En 2024, le PIB nominal de l’Algérie a bondi de 7,2 %, selon l’ONS. Un chiffre exact, mais à mettre en rapport avec croissance réelle qui n’a été que de 3,7 %, tandis que les déficits extérieurs se creusent, révélant les fragilités d’une économie dépendante et mal diversifiée.

Hier jeudi, l’Office national des statistiques (ONS) a publié son rapport annuel sur les comptes économiques 2021-2024. Le document, présenté comme la photographie la plus complète de la conjoncture nationale, affiche un chiffre choc : le produit intérieur brut (PIB) de l’Algérie aurait bondi de 7,2 % en valeur nominale pour atteindre 36 103,5 milliards de dinars en 2024, soit 269,3 milliards de dollars selon l’ONS. Une performance que les communiqués officiels présentent comme une preuve de résilience, au moment où le pays tente de consolider sa place dans l’économie africaine.
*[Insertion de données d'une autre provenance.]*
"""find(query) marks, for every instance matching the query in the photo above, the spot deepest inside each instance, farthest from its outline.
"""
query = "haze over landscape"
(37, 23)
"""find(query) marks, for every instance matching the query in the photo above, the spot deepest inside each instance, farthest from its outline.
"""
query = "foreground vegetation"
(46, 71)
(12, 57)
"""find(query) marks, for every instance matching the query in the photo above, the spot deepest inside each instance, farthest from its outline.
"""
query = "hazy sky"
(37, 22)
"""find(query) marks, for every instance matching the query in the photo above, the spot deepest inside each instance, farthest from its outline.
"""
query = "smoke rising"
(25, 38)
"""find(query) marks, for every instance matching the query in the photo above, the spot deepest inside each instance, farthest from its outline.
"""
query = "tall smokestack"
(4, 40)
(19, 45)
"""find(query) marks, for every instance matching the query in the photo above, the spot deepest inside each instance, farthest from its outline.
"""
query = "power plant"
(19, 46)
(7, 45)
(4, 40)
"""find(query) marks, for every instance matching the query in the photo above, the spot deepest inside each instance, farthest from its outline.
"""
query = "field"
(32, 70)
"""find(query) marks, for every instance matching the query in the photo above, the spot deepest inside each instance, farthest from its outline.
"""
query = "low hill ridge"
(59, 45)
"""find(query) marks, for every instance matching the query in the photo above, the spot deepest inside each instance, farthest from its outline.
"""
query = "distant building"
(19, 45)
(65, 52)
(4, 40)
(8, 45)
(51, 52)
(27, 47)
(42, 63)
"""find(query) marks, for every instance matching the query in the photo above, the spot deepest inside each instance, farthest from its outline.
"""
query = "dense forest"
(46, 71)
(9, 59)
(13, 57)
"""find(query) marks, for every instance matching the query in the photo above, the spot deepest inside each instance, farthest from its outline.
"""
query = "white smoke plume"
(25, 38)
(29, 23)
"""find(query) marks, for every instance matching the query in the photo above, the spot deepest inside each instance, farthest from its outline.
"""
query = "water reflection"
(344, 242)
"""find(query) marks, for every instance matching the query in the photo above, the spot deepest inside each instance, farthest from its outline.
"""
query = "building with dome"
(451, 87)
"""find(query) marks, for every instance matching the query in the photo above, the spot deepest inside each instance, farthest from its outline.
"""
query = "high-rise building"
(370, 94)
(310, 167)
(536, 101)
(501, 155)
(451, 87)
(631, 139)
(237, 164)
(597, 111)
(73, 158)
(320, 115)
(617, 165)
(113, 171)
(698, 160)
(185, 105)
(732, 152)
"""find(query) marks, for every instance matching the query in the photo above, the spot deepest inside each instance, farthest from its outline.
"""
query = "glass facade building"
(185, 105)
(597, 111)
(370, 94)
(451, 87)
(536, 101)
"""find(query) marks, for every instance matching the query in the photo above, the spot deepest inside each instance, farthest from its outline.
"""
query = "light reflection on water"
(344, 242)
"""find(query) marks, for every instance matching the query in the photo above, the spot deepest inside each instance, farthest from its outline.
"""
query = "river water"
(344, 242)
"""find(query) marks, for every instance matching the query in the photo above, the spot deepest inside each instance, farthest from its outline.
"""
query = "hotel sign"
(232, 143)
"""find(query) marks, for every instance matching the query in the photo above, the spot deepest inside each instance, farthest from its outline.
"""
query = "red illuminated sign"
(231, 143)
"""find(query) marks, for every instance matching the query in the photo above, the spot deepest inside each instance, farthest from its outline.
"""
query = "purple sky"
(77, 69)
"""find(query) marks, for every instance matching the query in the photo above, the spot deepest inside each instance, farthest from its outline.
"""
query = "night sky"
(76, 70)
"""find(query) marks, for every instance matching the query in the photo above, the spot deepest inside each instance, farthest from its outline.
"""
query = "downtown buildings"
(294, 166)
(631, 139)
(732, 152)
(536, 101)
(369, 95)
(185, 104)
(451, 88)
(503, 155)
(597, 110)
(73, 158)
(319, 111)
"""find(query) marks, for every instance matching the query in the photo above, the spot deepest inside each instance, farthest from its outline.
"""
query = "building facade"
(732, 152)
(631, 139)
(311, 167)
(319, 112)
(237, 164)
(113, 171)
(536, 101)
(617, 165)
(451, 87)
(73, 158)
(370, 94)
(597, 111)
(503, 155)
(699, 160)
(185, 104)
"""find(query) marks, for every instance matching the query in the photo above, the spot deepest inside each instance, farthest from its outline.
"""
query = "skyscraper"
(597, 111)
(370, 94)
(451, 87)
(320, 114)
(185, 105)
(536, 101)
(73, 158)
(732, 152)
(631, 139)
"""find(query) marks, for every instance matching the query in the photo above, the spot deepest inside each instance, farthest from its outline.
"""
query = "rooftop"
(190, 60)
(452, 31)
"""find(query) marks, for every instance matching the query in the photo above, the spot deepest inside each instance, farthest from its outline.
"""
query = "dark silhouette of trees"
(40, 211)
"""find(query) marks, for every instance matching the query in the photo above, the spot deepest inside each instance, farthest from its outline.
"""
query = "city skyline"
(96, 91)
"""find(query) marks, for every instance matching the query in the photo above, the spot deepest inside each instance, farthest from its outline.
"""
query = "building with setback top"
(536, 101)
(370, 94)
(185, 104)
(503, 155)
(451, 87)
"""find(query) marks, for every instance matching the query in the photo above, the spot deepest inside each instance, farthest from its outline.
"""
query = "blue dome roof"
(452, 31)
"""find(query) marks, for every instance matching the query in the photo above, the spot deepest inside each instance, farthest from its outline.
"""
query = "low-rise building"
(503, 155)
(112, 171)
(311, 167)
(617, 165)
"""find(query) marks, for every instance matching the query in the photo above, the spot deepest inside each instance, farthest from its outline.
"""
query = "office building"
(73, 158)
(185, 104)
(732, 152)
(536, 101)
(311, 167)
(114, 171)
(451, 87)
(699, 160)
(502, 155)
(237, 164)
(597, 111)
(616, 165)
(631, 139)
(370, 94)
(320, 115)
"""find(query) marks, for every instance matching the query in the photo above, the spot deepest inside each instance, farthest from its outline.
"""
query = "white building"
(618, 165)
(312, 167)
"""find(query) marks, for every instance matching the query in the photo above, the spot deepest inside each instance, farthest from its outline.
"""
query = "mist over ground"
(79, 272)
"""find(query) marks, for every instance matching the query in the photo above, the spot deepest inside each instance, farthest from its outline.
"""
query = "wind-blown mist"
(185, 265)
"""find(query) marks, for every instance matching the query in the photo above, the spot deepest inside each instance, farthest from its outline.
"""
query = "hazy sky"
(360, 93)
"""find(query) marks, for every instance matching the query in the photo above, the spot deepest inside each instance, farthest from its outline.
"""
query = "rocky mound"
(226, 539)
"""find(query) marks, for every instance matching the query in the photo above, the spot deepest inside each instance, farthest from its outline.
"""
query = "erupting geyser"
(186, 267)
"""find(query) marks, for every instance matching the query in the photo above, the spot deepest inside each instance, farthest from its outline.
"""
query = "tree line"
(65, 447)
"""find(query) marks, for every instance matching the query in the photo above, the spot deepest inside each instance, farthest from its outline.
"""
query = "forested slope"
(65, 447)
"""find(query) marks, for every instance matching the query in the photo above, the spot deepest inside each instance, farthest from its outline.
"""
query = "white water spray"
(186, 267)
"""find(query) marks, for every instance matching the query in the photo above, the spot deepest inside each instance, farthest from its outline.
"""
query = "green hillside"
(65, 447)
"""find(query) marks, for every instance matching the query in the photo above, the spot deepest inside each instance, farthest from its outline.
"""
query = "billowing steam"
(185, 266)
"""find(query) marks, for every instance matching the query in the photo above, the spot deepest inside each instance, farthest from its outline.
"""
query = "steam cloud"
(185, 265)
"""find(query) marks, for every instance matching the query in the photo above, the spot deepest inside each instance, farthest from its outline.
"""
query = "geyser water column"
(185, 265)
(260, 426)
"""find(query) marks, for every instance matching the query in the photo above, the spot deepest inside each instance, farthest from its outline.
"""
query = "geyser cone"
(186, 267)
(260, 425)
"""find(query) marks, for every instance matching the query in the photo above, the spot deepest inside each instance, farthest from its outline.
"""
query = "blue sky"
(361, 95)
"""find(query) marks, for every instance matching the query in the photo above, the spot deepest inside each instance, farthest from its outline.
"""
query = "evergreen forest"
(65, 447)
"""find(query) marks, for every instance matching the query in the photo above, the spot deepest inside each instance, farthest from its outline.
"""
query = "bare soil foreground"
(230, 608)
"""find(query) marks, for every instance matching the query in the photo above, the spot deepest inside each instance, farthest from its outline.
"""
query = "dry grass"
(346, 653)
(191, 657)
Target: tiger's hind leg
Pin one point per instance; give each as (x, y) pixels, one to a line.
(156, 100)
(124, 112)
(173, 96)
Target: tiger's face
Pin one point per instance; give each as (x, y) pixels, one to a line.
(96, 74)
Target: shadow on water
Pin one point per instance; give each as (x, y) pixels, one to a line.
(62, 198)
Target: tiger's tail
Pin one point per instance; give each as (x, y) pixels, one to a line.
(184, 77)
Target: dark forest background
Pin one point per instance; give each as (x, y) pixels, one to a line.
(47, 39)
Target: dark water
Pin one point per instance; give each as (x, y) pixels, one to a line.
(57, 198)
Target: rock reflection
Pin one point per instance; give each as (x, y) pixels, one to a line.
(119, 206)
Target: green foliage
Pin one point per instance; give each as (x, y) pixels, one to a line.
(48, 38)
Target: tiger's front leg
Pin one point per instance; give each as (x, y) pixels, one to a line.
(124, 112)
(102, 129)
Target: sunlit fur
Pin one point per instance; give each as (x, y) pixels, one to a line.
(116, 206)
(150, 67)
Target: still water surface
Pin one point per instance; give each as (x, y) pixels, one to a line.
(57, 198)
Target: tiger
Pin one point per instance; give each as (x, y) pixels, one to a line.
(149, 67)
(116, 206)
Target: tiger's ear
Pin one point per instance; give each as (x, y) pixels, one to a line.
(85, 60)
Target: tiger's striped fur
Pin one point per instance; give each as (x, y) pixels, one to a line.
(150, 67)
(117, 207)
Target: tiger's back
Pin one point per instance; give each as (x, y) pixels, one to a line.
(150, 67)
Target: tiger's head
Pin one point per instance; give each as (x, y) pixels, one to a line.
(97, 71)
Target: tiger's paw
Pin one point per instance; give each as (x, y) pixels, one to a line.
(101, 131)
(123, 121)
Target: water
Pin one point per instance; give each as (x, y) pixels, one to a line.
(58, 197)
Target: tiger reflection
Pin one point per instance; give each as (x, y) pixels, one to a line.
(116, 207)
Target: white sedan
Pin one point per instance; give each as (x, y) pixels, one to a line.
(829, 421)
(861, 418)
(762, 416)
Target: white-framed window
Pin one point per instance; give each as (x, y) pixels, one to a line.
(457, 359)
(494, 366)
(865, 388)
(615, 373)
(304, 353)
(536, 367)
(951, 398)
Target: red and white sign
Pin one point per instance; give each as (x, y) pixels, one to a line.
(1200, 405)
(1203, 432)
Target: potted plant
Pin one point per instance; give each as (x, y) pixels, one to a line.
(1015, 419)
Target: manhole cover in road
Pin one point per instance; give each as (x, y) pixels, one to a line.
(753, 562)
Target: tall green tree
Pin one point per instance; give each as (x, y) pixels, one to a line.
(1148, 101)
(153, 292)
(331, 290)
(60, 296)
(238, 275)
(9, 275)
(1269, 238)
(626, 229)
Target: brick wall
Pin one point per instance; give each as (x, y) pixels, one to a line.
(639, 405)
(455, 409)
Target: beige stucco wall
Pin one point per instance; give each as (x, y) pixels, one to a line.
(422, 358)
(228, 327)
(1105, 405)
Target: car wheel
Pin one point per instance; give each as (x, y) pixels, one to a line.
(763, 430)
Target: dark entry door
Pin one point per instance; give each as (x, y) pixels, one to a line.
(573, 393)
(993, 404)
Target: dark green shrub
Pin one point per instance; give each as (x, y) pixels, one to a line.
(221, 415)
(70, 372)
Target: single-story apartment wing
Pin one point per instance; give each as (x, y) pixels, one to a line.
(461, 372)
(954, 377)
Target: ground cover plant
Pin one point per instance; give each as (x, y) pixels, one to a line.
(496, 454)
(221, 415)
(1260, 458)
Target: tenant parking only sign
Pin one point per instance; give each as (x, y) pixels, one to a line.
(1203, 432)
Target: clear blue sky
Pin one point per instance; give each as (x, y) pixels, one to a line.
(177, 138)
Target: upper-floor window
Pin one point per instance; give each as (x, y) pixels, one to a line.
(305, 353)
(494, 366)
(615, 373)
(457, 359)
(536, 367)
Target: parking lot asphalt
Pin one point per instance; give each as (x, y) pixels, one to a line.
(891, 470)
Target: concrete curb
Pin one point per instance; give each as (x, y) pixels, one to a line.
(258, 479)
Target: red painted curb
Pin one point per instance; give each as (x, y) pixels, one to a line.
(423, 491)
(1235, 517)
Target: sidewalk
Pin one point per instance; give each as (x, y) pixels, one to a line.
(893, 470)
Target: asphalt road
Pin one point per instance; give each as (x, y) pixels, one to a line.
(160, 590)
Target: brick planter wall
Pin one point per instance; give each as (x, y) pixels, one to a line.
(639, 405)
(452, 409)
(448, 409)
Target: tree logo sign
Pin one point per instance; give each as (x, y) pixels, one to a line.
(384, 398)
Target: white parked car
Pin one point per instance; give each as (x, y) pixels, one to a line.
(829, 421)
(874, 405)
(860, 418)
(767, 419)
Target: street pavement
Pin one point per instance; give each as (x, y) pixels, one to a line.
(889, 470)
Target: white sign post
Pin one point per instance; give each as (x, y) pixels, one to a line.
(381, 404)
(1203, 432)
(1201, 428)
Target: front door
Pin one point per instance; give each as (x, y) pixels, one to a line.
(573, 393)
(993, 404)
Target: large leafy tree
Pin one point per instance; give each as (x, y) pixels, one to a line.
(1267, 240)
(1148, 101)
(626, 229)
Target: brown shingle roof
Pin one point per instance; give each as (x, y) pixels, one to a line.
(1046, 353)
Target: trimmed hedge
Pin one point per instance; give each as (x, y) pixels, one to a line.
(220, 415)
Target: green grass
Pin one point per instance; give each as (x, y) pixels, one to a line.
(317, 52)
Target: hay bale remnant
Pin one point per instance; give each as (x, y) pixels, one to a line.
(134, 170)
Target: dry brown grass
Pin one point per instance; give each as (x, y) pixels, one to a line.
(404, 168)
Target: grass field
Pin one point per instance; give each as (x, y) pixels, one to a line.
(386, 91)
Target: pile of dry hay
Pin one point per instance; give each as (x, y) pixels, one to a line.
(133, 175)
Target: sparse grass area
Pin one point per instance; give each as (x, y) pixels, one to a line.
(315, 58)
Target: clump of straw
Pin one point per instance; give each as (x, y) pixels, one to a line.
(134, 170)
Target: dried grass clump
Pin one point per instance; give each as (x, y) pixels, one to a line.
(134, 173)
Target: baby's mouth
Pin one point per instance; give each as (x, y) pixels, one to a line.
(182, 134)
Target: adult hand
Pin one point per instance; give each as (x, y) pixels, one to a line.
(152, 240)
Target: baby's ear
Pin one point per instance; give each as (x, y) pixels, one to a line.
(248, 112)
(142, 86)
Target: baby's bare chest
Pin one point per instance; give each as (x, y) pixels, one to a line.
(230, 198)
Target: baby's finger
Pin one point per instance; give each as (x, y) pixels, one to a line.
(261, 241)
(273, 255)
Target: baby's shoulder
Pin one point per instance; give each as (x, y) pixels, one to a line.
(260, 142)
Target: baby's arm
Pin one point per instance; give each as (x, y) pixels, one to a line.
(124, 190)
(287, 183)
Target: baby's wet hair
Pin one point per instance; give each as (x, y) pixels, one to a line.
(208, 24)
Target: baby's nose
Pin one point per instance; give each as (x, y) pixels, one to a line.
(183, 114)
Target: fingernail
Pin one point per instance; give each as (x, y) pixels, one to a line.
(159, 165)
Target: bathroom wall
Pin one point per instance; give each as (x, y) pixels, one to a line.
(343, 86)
Mais comme souvent, la réalité se cache dans les notes de bas de page. Car derrière le chiffre triomphal se glisse une précision que peu relaient : la croissance réelle, c’est-à-dire celle qui mesure l’évolution du volume de biens et services produits, n’a pas dépassé 3,7 %. Le reste, soit près de la moitié du « bond » annoncé, provient de l’effet prix et de l’inflation implicite du PIB estimée à 3,4 %.

Une économie sous double lecture

Derrière les chiffres officiels, chaque pourcentage est un enjeu politique. Le gouvernement met en avant le signal positif d’une économie « en marche », mais la communauté financière internationale, elle, reste prudente. Le Fonds monétaire international comme la Banque mondiale tablaient déjà sur une croissance algérienne comprise entre 3,6 % et 3,9 % en 2024, cohérente avec les performances des secteurs réels.

Le rapport de l’ONS confirme cette dynamique : le hors hydrocarbures a progressé de 4,8 %, soutenu par une bonne campagne agricole (+5,3 %), une reprise de l’industrie textile (+10,3 %) et un commerce particulièrement dynamique (+7,4 %). Les services, pilier désormais incontestable, pèsent 47,2 % de la valeur ajoutée nationale.

Mais à côté de ces chiffres encourageants, l’ombre des hydrocarbures continue de hanter l’économie. Après une embellie en 2023 (+3,6 %), le secteur a reculé de –1,3 % en volume en 2024. En valeur nominale, sa contribution est en baisse de –4,7 %, conséquence directe de la chute des prix internationaux du baril et d’une contraction de –2,8 % dans l’extraction.

Un PIB record, mais des fondamentaux en recul

C’est là tout le paradoxe. Alors que l’Algérie affiche un PIB « record », son cœur énergétique vacille. Et cette fragilité se reflète dans les échanges extérieurs. En 2024, les exportations totales ont reculé de –2,4 % en volume, et celles hors hydrocarbures se sont effondrées de –20,8 %. À l’inverse, les importations ont continué de croître (+11,9 %), creusant un déficit commercial que même la hausse des services exportés (+14,3 %) n’a pu compenser.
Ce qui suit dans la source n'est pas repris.